É um tema forte e muito bem trabalhado no roteiro, onde há inclusive mais espaço para os próprios Digimons atuarem, ao verem que os parceiros talvez não sejam capazes de lidar com a realidade (o motivo para isso é spoiler, então assista!).

O clima é suavemente mais sério. Tem bem menos comédia e ação em favor de uma exploração mais intimista dos personagens, e isso foi a direção certa a se tomar. Como os dois filmes anteriores mostraram, a trama em si não é lá essas coisas e tri. só se mostra acima da média quando se foca nos personagens.

Falando na trama, ironicamente, esse filme é o que tem mais dela. E o resultado, apesar de não ser ruim, ainda deixa um pouco a desejar. Lá para o meio do filme, descobrimos sobre algumas coisas que estão acontecendo por trás dos panos que simplesmente não são devidamente explicadas e, definitivamente, não foram implicitadas nos filmes anteriores. Um conceito em particular parece ter surgido do nada só para causar efeito dramático, e rola inclusive uma exposição pseudo-cientifica meio besta que não explica praticamente nada e mal justifica o que está tentando dizer. Isso faz com que essa parte em específico pareça meio forçada e muito mal pesquisada. Afinal de contas, estamos falando de Digimon. A série, mesmo em suas versões mais sérias, nunca foi conhecida por um sci-fi sólido.

Felizmente, a animação voltou a um padrão aceitável. Ainda é muito inferior à qualidade que estamos acostumados de produções atuais, mas pelo menos não distrai como no filme anterior. A trilha sonora continua ótima e, nos poucos momentos de ação, dá um gás fantástico, mesmo que acompanhada de uma animação medíocre.
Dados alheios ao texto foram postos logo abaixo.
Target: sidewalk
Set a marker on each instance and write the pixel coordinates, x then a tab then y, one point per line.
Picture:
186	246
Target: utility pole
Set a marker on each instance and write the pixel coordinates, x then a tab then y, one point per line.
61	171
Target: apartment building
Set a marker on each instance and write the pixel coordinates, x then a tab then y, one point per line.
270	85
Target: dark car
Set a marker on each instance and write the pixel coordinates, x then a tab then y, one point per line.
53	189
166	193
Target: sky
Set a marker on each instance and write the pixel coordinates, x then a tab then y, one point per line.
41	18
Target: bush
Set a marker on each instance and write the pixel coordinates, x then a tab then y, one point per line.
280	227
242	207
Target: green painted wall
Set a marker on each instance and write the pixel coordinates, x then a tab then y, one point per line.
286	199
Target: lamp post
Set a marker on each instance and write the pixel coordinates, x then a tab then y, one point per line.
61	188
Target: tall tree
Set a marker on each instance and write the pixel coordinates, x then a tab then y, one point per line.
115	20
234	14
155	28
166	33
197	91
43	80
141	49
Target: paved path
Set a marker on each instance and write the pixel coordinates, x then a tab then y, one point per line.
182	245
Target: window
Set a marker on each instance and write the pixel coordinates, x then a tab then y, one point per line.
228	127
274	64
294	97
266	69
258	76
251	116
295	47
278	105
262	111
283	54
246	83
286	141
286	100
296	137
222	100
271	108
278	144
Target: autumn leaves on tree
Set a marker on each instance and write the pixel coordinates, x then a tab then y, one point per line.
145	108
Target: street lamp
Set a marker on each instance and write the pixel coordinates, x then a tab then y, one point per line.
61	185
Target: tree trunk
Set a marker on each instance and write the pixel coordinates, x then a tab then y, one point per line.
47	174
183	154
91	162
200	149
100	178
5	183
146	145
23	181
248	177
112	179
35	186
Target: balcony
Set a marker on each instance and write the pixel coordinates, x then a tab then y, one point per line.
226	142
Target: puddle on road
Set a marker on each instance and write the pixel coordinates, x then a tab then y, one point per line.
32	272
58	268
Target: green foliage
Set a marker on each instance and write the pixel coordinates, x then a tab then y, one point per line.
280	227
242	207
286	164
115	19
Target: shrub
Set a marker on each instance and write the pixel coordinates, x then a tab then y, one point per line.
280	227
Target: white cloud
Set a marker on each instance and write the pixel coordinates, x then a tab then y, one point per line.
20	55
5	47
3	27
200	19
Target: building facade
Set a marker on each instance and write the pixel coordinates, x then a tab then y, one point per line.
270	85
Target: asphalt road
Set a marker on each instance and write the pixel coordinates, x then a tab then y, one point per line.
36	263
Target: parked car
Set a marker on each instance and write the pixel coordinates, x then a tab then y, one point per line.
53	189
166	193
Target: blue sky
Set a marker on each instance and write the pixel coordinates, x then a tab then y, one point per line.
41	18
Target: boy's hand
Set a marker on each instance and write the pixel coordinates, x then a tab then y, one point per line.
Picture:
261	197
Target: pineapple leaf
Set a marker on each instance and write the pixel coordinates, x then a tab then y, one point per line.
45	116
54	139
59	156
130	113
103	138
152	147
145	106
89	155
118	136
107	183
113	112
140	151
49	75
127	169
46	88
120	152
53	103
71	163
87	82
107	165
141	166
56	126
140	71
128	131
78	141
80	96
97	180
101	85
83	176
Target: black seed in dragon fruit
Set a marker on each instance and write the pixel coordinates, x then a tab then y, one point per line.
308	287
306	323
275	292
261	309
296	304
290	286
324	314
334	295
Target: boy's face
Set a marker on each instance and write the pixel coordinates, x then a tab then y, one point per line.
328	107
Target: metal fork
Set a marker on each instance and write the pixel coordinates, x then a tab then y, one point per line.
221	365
Digimon Adventure tri. – Confession não é só um ode à série original, mas uma respeitosa tentativa de entreter os fãs, agora crescidos, ao mostrar os antigos personagens lidando com problemas reais e relacionáveis. Crescer pode ser algo necessário, mas tri. diz que vale a pena tentar manter a criança interior. Uma fala de Taichi, em específico, me impactou muito: “Se esperarmos demais, vamos acabar virando adultos.” Tem toda a razão, Tai. Um adulto nada mais é do que uma criança que esperou demais.